Sabtu siang minggu lalu saya didatangi oleh beberapa kawan “seperjuangan”. Kebetulan salah satunya sedang memulai usaha baru. Kami terlibat sebuah pembicaraan yang cukup menarik. Sampai akhirnya saya bertanya kepada salah satu dari kawan saya tersebut tentang berapa keuntungan usaha yang dia dapat dari hasil penjualan salah satu produknya. Dia menjawab, “Wah, kalau untuk produk yang itu kecil mas. Keuntungan usahanya cuman 10 ribu per item. Kompetitor saya yang sudah lama berjalan saja cuman dapet 20 ribu. Kejarnya harus kuantiti dari hasil penjualan mas.” “Diambil nggak orderannya?”, tanya saya. Dia jawab, “Banyak sih yang telpon mas. Tapi nggak saya ambil.” Waduh, ini bisa jadi masalah, pikir saya. Kenapa bisa jadi masalah?

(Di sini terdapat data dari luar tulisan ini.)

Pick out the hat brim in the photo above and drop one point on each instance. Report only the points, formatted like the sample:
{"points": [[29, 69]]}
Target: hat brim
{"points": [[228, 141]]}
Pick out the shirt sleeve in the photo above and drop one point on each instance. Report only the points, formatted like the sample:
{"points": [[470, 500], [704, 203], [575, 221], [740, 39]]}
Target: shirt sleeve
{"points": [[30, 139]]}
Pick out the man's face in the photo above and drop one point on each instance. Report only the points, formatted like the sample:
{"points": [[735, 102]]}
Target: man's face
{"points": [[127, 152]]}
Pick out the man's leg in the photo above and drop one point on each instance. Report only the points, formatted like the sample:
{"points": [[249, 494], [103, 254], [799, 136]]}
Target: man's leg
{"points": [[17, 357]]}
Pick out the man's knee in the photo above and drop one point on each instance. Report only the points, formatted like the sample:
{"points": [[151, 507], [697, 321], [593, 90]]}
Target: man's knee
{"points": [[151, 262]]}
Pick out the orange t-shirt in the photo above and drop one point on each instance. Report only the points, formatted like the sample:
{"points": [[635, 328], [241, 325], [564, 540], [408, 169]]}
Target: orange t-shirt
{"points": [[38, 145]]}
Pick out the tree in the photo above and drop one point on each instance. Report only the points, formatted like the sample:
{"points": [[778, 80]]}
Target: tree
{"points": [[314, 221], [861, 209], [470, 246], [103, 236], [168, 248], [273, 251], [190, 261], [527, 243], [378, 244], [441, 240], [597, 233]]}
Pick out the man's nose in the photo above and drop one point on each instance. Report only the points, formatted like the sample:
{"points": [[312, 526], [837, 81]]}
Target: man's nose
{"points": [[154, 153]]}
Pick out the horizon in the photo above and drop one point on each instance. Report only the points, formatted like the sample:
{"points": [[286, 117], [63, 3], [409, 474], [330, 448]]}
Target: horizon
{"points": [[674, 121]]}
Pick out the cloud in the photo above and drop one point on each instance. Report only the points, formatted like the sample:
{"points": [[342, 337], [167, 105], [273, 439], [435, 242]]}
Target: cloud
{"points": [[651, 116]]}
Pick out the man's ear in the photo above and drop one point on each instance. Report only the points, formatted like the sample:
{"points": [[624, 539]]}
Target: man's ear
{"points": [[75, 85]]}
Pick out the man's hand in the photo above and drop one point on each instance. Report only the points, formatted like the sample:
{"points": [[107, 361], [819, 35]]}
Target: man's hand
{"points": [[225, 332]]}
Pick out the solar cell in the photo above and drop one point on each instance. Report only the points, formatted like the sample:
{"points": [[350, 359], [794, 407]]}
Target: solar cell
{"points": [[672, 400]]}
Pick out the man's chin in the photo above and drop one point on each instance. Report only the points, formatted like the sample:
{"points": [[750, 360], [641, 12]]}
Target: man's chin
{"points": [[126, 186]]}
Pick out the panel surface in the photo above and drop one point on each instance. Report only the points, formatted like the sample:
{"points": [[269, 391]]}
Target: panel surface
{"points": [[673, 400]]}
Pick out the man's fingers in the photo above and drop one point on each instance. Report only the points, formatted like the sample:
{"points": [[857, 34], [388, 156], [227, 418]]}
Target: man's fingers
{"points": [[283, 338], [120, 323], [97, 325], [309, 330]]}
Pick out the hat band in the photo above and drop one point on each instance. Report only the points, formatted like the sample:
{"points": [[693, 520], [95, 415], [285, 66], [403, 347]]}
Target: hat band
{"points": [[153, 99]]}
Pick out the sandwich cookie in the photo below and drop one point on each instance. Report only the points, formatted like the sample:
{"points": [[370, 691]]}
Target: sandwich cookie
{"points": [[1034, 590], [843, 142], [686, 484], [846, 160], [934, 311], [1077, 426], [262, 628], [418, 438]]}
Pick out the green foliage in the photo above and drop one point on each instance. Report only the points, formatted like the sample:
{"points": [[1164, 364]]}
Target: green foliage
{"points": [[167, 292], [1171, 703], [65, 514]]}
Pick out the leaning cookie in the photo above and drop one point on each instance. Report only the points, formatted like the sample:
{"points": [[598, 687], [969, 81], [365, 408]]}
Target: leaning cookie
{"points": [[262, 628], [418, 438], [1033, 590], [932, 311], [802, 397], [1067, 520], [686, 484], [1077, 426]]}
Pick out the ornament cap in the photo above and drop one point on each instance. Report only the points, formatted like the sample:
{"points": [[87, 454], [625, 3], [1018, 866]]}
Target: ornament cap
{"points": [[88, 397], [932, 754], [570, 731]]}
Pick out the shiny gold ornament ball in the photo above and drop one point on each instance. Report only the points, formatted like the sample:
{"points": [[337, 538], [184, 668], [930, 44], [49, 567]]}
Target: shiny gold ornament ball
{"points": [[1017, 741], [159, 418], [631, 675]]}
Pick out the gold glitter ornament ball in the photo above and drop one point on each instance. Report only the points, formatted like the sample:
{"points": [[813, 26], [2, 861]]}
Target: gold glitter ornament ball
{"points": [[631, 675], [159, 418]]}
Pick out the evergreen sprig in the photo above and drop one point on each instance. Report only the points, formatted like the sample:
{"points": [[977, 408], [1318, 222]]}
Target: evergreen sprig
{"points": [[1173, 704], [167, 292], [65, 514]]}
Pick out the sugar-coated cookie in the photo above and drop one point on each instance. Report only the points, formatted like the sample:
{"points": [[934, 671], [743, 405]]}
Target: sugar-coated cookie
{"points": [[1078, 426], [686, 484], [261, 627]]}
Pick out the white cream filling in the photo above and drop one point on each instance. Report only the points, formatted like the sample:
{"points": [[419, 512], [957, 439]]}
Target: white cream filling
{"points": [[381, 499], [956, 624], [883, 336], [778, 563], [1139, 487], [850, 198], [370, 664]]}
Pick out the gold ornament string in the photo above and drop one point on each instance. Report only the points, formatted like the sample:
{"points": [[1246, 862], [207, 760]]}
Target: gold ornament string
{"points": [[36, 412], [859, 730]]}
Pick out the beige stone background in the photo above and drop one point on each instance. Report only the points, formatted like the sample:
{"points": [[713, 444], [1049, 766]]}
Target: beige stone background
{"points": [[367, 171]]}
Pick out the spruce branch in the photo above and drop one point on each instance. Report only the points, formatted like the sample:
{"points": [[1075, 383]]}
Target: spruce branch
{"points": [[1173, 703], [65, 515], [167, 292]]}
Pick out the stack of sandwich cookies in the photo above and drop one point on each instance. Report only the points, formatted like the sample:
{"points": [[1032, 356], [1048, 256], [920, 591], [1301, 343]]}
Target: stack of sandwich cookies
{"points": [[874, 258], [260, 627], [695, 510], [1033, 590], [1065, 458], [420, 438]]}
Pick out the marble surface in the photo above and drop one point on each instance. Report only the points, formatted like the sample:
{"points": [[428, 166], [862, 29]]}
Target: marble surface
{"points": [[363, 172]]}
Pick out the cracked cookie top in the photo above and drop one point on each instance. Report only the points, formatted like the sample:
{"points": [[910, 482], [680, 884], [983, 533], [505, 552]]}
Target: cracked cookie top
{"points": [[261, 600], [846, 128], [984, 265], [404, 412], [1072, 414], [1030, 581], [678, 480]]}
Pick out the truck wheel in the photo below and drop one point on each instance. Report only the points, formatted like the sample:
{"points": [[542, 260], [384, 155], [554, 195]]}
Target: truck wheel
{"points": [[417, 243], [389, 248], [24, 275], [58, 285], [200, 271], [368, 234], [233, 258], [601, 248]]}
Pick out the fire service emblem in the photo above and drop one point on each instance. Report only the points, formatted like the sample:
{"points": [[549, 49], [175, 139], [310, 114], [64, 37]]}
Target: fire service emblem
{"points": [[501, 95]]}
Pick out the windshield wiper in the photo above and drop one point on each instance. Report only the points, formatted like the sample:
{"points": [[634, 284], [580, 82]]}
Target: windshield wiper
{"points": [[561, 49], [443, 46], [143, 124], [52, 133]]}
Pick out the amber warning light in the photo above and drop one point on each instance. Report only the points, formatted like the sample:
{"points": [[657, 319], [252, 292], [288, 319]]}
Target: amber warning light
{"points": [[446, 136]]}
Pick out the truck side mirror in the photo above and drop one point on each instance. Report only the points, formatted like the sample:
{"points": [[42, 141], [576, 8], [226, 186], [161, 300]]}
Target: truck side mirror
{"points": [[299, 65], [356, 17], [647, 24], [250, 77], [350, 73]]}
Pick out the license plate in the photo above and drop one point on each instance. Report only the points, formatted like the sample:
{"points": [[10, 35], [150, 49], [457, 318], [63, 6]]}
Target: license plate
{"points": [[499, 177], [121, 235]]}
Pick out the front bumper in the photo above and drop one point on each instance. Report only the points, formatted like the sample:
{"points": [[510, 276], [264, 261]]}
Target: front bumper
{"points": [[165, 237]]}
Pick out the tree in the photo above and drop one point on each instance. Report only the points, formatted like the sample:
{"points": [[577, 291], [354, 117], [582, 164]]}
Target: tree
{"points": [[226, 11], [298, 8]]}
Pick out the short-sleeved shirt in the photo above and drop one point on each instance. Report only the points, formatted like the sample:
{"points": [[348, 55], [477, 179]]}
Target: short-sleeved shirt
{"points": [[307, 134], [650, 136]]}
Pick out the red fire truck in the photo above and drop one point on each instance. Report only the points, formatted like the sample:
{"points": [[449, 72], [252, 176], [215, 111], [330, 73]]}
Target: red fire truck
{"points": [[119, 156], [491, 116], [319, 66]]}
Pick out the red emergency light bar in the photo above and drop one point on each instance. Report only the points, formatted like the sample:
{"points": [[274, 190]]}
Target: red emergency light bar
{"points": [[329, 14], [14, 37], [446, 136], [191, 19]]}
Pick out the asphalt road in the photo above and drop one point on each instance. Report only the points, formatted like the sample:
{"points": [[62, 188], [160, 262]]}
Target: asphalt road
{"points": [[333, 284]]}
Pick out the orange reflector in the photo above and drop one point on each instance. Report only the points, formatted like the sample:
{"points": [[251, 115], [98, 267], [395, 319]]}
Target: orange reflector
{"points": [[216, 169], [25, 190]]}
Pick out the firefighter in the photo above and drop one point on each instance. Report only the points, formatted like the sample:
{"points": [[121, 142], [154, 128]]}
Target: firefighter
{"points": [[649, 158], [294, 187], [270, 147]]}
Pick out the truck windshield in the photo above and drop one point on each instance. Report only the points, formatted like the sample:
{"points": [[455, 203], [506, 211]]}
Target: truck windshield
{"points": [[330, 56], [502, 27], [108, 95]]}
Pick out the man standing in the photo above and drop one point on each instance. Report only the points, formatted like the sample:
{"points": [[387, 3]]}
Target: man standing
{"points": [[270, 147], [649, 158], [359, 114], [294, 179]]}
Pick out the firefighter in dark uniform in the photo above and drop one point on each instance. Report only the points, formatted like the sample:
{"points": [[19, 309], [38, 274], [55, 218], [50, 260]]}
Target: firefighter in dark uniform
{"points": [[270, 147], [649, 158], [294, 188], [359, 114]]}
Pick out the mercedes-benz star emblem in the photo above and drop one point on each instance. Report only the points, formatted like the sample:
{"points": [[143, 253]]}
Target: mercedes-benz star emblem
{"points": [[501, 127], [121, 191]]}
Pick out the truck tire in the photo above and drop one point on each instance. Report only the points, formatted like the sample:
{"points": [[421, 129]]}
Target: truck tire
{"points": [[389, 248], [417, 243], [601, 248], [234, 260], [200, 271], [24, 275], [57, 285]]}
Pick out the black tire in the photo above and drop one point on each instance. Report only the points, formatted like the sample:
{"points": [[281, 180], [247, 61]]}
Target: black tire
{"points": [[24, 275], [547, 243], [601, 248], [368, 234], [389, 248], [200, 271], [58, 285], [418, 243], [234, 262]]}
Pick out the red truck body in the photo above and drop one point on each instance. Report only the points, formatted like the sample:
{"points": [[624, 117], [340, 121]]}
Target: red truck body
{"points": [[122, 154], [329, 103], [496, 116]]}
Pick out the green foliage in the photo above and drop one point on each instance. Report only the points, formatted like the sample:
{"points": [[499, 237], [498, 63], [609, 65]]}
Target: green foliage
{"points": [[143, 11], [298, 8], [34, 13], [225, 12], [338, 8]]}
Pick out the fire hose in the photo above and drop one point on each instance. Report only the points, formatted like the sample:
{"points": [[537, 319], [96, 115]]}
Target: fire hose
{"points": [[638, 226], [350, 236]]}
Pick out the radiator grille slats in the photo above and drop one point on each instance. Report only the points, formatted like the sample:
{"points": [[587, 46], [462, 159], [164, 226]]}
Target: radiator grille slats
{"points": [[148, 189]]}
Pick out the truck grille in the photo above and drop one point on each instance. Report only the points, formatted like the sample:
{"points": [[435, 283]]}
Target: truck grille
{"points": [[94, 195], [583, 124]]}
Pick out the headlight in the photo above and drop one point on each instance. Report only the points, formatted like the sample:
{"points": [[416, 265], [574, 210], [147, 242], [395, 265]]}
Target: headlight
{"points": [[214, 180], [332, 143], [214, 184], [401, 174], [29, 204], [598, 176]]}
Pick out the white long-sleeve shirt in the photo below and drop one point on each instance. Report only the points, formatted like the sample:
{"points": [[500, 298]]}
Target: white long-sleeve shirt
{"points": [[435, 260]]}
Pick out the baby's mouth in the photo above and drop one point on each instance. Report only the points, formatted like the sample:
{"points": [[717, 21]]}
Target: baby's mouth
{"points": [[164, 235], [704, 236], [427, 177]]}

Pertama, jangan selalu memandang bisnis itu identik dengan uang atau keuntungan usaha yang besar. Jika itu satu-satunya alasan anda menjalankan sebuah bisnis, kemungkinan besar anda tidak akan behasil. Mengapa? Karena hampir bisa dipastikan, bulan-bulan atau tahun-tahun pertama anda memulai usaha, anda akan lebih banyak mengeluarkan uang.
Kedua, dengan kondisi teman saya yang masih “terlalu dini” dalam bisnis barunya, order dengan jumlah keuntungan usaha yang kecil tadi bisa ia jadikan buat pengalaman atau curiculum vitae. Saya selalu menyarankan bahwa suatu perjalanan dimulai dengan sebuah langkah, dan mulailah dengan langkah yang kecil. Keuntungan usaha itu tidak hanya berupa materi, tapi bisa juga non materi seperti pengalaman, pengetahuan bahkan kepuasan pribadi.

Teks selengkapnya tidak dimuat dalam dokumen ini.